A Irlanda tem uma pequena população judaica de cerca de 2.700, de acordo com estatísticas de 2023, de uma população total de 5,3 milhões. E Cohen disse que embora a retórica anti-semita online tenha aumentado desde o início do conflito Hamas-Israel, isso não se transformou em grande violência na Irlanda. Além disso, embora lamentasse que a conversa sobre o conflito actual tivesse perdido profundidade e nuances, disse que os líderes de todos os partidos políticos do país lhe garantiram “que não tolerarão qualquer anti-semitismo na Irlanda”.

No entanto, embora a Irlanda, tal como o resto da Europa, tenha sido durante décadas favorável a uma solução de dois Estados para o conflito israelo-palestiniano e envolvido com líderes de ambos os lados, as suas relações com Israel azedaram nas semanas desde 7 de Outubro.

No domingo, Israel convocou o embaixador irlandês para uma repreensão sobre uma postagem do Sr. Varadkar na plataforma de mídia social X no qual ele descreveu a libertação de um jovem refém israelense-irlandês como “uma criança inocente que estava perdida foi agora encontrada e devolvida”.

O ministro dos Negócios Estrangeiros de Israel, Eli Cohen, sugeriu no X que o primeiro-ministro irlandês estava a tentar disfarçar a verdade sobre a tomada de reféns pelo Hamas e tinha perdido a sua “bússola moral”.

Muitos comentaristas irlandeses apontaram que a linguagem do Sr.
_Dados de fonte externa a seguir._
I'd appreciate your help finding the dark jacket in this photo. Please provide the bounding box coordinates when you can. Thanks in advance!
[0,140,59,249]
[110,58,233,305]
Varadkar era metafórica e ecoava referências bíblicas a ser perdido e achado.

Em uma entrevista com a emissora pública da Irlanda na quarta-feira, o presidente Isaac Herzog de Israel, cujo avô foi o rabino-chefe da Irlandadisse que discordava das críticas do ministro das Relações Exteriores a Varadkar, mas também questionou o que chamou de “indiferença da Irlanda à dor sofrida pelos israelenses”.

Para alguns que viveram o conflito do final do século XX na Irlanda do Norte, a guerra em Gaza evoca o trauma do passado, mas também a possibilidade de esperança. Menos de uma semana depois dos ataques do Hamas, Patrick Kielty, apresentador do “The Late Late Show”, programa de sexta-feira à noite da televisão irlandesa, ofereceu uma mensagem a “todas as famílias cujas vidas esta semana foram destruídas em Israel e na Palestina”.

Kielty cresceu na Irlanda do Norte e o seu pai foi morto em 1988 por um grupo paramilitar que apoiava os laços do território com a Grã-Bretanha. “Houve dias em que pensávamos que isso nunca iria acabar”, ele disse ao público.

“Atualmente estamos vivendo o nosso próprio milagre nesta ilha, porque vivemos em paz”, acrescentou Kielty. “Para todos aqueles que estão em Israel e na Palestina esta noite, pode não parecer, mas sempre há esperança, e esperamos que o seu milagre aconteça em breve.”